Coming hot off a 10% EPS beat in Q1, dividend investors should think seriously about buying shares of PepsiCo (NYSE:PEP). With a 2.7% yield and strong tailwinds from productivity improvements and R&D spending on new product innovation this is a great stock for you dividend portfolio.
PEP share price vs. dividend yield
PEP delivered Q1 EPS of $0.89 vs. street consensus of $0.81. Management reiterated 2016 guidance of $4.66 in EPS and 4.0% organic growth.
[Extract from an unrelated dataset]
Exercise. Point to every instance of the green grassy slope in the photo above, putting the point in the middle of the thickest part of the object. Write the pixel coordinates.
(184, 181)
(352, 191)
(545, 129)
Other key highlights include: 3.5% organic revenue growth, 7% organic revenue growth in emerging markets, core margins up 165 basis points.
Management confirmed the business is well-positioned for strength in 2016. 2016 guidance is likely conservative at EPS of $4.82 in 2016 and $5.18 in 2017.
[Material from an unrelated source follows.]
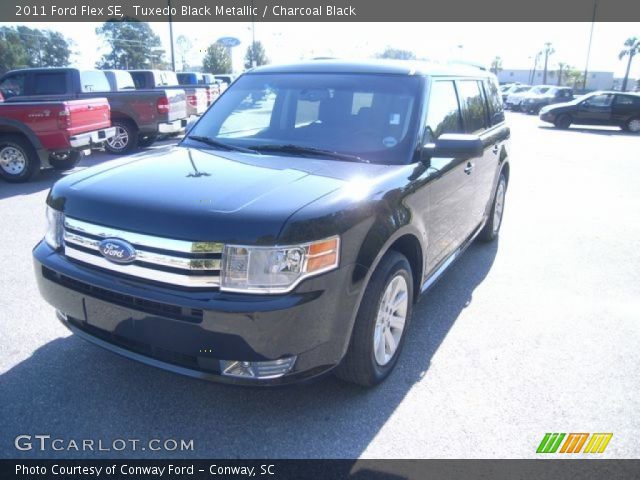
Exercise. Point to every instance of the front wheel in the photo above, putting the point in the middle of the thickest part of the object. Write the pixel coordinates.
(125, 140)
(381, 323)
(491, 229)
Organic growth is forecasted to be up 4.1% in 2016 and 3.9% in2017.
Pepsi Q1 info-graphic
Source: Pepsi IR.
Pepsi has grown it's dividend significantly over the past five years from less than $0.50 to $0.7025 currently. This increase of over 40% equates to a 7% compound annual growth rate.
At the same time the cash payout ratio has actually gone down over the same period. It peaked at 67% in 2012 and currently sits at 54% on a trailing twelve months basis.
The combination of an increasing quarterly dividend and a declining cash payout ratio over the past 5 years is an excellent buying signal for dividend investors.
Looking forward, there are a few key questions to answer in order determine if this trend will continue.
#1 - Can Frito-Lay North America sustain its historical growth and profitability momentum?
The short answer I believe is, yes. Frito-Lay has a huge degree of pricing power due to it's massive market share (approximpatly 60%!) and I expect at least 3-4% organic growth in that segment.
#2 - Will growth and profitability for the North American Beverage division continue?
In my financial analysis I believe a 2% organic growth for the North American Beverage segment can be achieved by a combination of continued pricing increases and consistent volume growth (top line growth).
In terms of the bottom line, I see even more growth potential given the productivity related improvements that were made over the past five years, which will soon start to have a positive impact on results.
#3 - Will R&D spending continue?
PEP's research and development (R&D) expense increased by 8% to $718 million in 2014. What's impressive is that Pepsi's new products made up 9.0% of its revenue in that year. PEP is placing more emphasis on healthier options, which requires innovation. PEP's nutritional products represented 20% of 2014 net revenue.
(Source: market realist)
I believe that expectations for continued growth are understood and mostly priced in, but, as outlined above, I do not think the market appreciates the potential for the North American Beverage unit, the benefits of productivity increases, and sales growth due to product innovation from R&D that will drive healthier options.
If you layer on top of this solid outlook the fact that the dividend per share has increased over 40% in the past five years while the cash payout ratio has gone down, I am very bullish on this stock for my dividend portfolio.
Disclosure: I/we have no positions in any stocks mentioned, but may initiate a long position in PEP over the next 72 hours.
I wrote this article myself, and it expresses my own opinions. I am not receiving compensation for it (other than from Seeking Alpha). I have no business relationship with any company whose stock is mentioned in this article.